By far the most catastrophic risk is infection inside the eye which thankfully is rare (less than 1 in 1000). Other risks include bleeding, rupture of the back capsule, dropped lens and retinal tear with or without retinal detachment. These other complications may require further surgery to improve vision. Although this list is not exhaustive, the great news is that cataract surgery is normally straightforward with over 98% success rate.

When can I drive?

I am often asked this question after the patient has had surgery. The answer depends on the health of your other eye. If your non-operating eye has good eye sight with no other problems then you can drive a normal sized car (please see DVLA guidance – https://www.gov.uk/driving-eyesight-rules) when you feel comfortable to drive. If you have any problems with the non-operating eye, it is best to wait until your post-operative appointment.

Will I need glasses afterwards?

Intraocular lenses that are available on the NHS are monofocal in their function. This means that the lens implant can only correct farsightedness (hyperopia) or shortsightedness (myopia) and not both. These lenses also don’t address the issue of pre-existing astigmatism in your eye. Astigmatism in simple terms means that the curvature of the cornea, the front window of the eye, is not a perfect curve and is irregular. The eyeball in people with astigmatism is shaped more like a rugby ball rather than a football. Thus if there is no or minimal astigmatism, a monofocal lens could get rid of EITHER your reading OR distance glasses. If your eye has significant pre-existing astigmatism is significant, then you will probably need glasses for far and near regardless after surgery.

However ‘premium lenses’ exist (e.g toric, multifocal) which can correct both near and far vision as well as astigmatism, reflecting the function of the natural lens. Patient selection and discussing patient expectations is of paramount importance when choosing a premium intraocular lens. At the time of your consultation, Mr Kashani will go through the list of pros and cons of having a premium intraocular lens in comparison to a monofocal intraocular lens and he will discuss what you may expect after the surgery. It is important to choose the correct lens as ‘lens exchange’ requires further surgery and should be avoided if possible due to surgical risk.

What if I have other co-existing eye conditions?

Several factors can affect success of cataract surgery such as presence of other coexisting eye conditions e.g glaucoma or retinal disease. Timing of cataract surgery is very important when other eye conditions in particular retinal conditions coexist. Mr Kashani will be able to explain what you can expect from the surgery after the consultation and indeed when would be the best time to operate as the retinal conditions will need to optimized prior to surgery.

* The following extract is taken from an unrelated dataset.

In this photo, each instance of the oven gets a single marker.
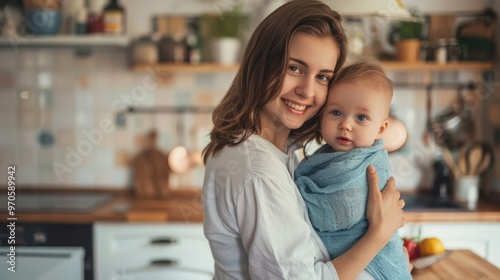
(55, 235)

What are the advantages of having the surgery privately?

There are several advantages to having your cataract surgery privately. The most important advantage is that you will have a named consultant surgeon operate on your eye at a time and place that is convenient to you. Secondly NHS waiting list can be as long as 18 weeks and if you cataracts in both eyes then the time will add up which may not be suitable for you.

Some clinical commissioning groups (CCG’s) are now placing in thresholds for first and second eye surgery in NHS in order to provide and prioritize the surgery to those who need treatment the most. Although almost all patients with visually significant cataract should still qualify, there will be some who sadly won’t and will have to wait until the vision worsens.

Finally the option of a “premium lens” in order to achieve spectacle independence following cataract surgery is only available on a private basis.